Достойную оценку выполненных Конмалем переводов шекспировых творений смотри в примечании к строке 962{125}.
7
Строки 41-42: видеть ... мог я
К концу мая я мог видеть очертания некоторых моих образов в той форме, которую способен был придать им его гений, к середине июня я ощутил, наконец, уверенность, что он воссоздаст в поэме ослепительную Земблу, сжигающую мой мозг. Я околдовал ею поэта, я опоил его моими видениями, с буйной щедростью пропойцы я обрушил на него все, что сам не в силах был перевести на язык и слог поэзии. Право, нелегко будет сыскать в истории литературы схожий случай, — когда двое людей, розных происхождением, воспитанием, ассоциативным складом, интонацией духа и тональностью ума, из коих один — космополит-ученый, а другой — поэт-домосед, вступают в тайный союз подобного рода. Наконец я уверился, что он переполнен моей Земблой, что рифмы распирают его и готовы прыснуть по первому мановенью ресницы.

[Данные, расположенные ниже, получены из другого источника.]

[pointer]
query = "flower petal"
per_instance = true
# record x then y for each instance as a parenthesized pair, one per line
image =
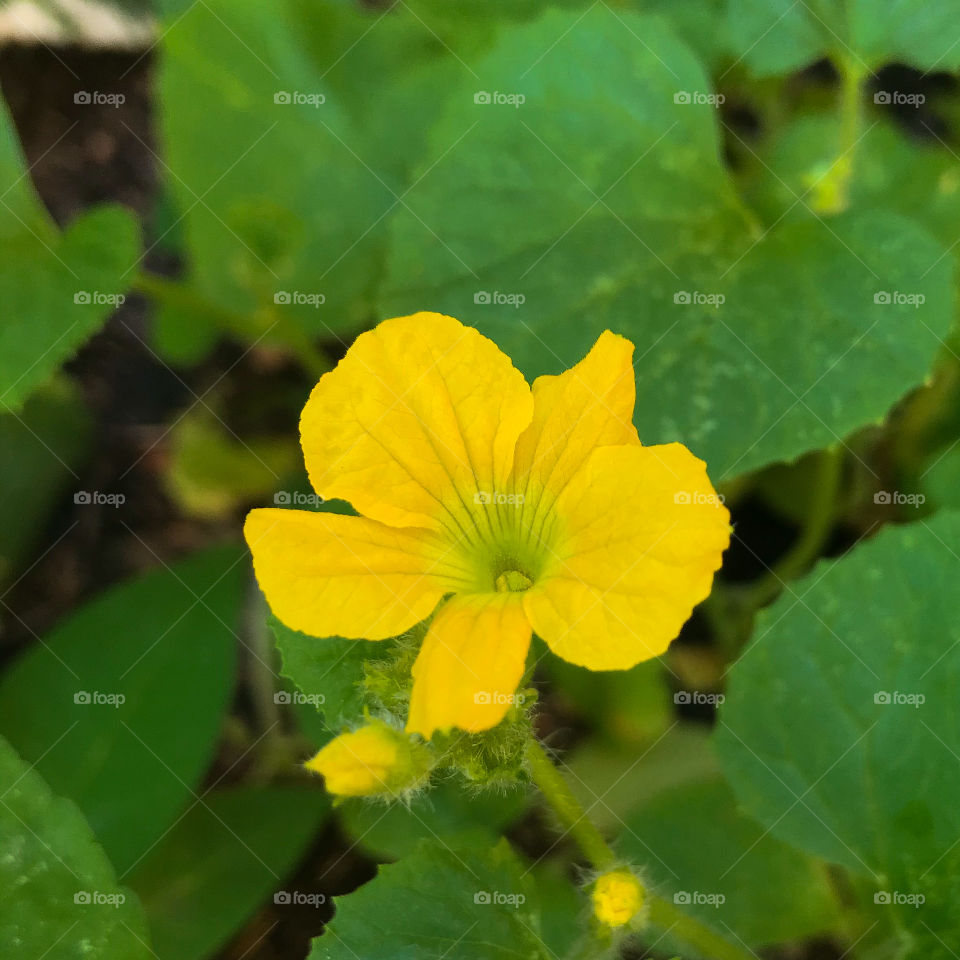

При всякой возможности я понукал его отбросить привычку лености и взяться за перо. Мой карманный дневничок пестрит такими, к примеру, заметками: "Присоветовал героический размер", "вновь рассказывал о побеге", "предложил воспользоваться покойной комнатой в моем доме", "говорили о том, чтобы записать для него мой голос" и вот, датированное 3 июля: "поэма начата!".
И хоть я слишком ясно, увы, сознаю, что результат в его конечном, прозрачном и призрачном фазисе нельзя рассматривать как прямое эхо моих рассказов (из которых, между прочим, в комментарии — и преимущественно к Песни первой — приводится лишь несколько отрывков), вряд ли можно усомниться и в том, что закатная роскошь этих бесед, словно каталитический агент повлияла на самый процесс сдержанной творческой фрагментации, позволившей Шейду в три недели создать поэму в 1000 строк. Сверх того, и в красках поэмы присутствует симптоматическое семейственное сходство с моими повестями. Перечитывая, не без приятности, мои комментарии и его строки, я не раз поймал себя на том, что перенимаю у этого пламенного светила — у моего поэта — как бы опалесцирующее свечение, подражая слогу его критических опытов. Впрочем, пускай и вдова его, и коллеги забудут о заботах и насладятся плодами всех тех советов, что давали они моему благодушному другу. О да, окончательный текст поэмы целиком принадлежит ему.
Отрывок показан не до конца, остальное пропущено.